Die Niederschriften der Melodien in unterschiedlichen Skriptorien unterschiedlicher Provenienz während des 9. und 10. Jahrhunderts erscheinen trotz unterschiedlicher Schreibweisen der Neumen und trotz gelegentlicher Abweichungen sehr einheitlich. Das setzt voraus, dass die mündliche Tradition einheitliche Fassungen weitergegeben hat. Diskutiert wird auch, ob den Schreibern ein schriftlicher, inzwischen verschollener Archetypus vorgelegen habe.

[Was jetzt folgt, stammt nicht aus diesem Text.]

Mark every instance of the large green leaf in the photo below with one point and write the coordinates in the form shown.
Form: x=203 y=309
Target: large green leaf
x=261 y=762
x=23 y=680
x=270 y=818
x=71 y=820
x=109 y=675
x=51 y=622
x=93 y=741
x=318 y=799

Im Laufe von wenigen Jahrhunderten erfuhr diese Akzentnotation einen grundsätzlichen Wandel hin zu diastematischen Notationen, die den bisher angestrebten Ausdruck immer weniger erfassten, aber eine möglichst genaue Wiedergabe der Tonhöhen ermöglichten. Guido von Arezzo erfand ausgehend von der Dasia-Notation um 1025 das Vier-Linien-System im Terzabstand mit zwei Notenschlüsseln (F- und C-Schlüssel). Dieses System verwendete auch die Quadratnotation.

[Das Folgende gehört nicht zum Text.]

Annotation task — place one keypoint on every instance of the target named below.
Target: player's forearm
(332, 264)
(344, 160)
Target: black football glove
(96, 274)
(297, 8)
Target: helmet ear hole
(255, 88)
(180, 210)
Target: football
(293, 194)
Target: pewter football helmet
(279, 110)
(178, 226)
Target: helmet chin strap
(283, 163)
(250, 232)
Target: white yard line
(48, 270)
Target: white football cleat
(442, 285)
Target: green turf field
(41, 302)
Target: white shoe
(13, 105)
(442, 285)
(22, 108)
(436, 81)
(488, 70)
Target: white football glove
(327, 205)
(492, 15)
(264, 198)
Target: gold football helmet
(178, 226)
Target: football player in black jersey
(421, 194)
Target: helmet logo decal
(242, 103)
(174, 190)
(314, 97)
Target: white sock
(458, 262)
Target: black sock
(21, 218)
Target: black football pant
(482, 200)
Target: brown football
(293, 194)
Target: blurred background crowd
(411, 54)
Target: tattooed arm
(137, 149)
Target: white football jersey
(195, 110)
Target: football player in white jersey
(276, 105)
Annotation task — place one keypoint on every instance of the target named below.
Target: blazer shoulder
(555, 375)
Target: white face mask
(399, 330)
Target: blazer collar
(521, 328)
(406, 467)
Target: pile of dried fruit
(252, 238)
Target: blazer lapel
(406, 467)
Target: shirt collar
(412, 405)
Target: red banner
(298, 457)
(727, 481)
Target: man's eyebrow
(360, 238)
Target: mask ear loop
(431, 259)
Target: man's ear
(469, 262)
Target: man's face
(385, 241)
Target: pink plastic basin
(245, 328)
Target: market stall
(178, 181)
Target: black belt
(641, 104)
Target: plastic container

Auf dem Weg zur genauen Tonhöhe erfuhren manche Melodien Veränderungen, wenn sie entgegen der Moduslehre Töne enthielten, die in der Notation mit Notenlinien nicht darstellbar waren, wie beispielsweise der Ton e♭, oder wenn sie im Modus wechselten. Manchmal wurden ganze Melodieabschnitte wegen vermeintlich falscher Lage von Halbtonschritten transponiert. Parallelstellen in verschiedenen Melodien wurden einander angeglichen. Die Tendenz, den Rhythmus und die Dynamik einzuebnen und nahezu alle Töne einer Melodie gleich lang und laut zu singen, nahm den gregorianischen Melodien ihre vom Wort bestimmte freie Rhythmik und ihre Dynamik und damit ihre überzeugende theologische Aussagekraft. Der Endpunkt dieser Entwicklung führte zur äqualistischen Aufführungspraxis, bei der alle Noten gleich lang gesungen werden. Sie wurde begünstigt durch die technischen Beschränkungen der frühen Notendrucke, die dazu führten, dass viele Details im Notenbild nicht dargestellt werden konnten.

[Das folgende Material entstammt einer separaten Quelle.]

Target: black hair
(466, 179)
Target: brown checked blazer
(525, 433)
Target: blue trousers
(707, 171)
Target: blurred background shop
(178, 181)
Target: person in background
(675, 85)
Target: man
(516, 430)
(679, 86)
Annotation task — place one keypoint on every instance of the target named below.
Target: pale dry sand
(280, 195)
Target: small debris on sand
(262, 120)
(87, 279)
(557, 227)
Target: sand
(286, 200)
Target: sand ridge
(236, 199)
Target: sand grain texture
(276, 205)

Die Melodien des gregorianischen Gesangs basieren im Wesentlichen auf heptatonisch-diatonischen Tonskalen, die im Mittelalter pythagoreisch definiert wurden. Eine maßgebliche Beschreibung des Tonsystems befindet sich im um 1025 verfassten musiktheoretischen Micrologus Guido von Arezzos, welcher seinen Schülern die Arbeit mit dem Monochord empfiehlt.
Rückblickend und vereinfacht ausgedrückt bedeutet Modalität die Verwendung der acht Kirchentonarten (Modi). Als vorrangiges Ordnungsprinzip wurde jedoch das Hexachordsystem (von griechisch hexa „sechs“) betrachtet, der siebte Ton zur Vervollständigung der Oktave hatte noch wenig Bedeutung. Tonnamen wiederkehrend in jeder Oktave mit gleichen Buchstaben zu verwenden, war etwas Neues.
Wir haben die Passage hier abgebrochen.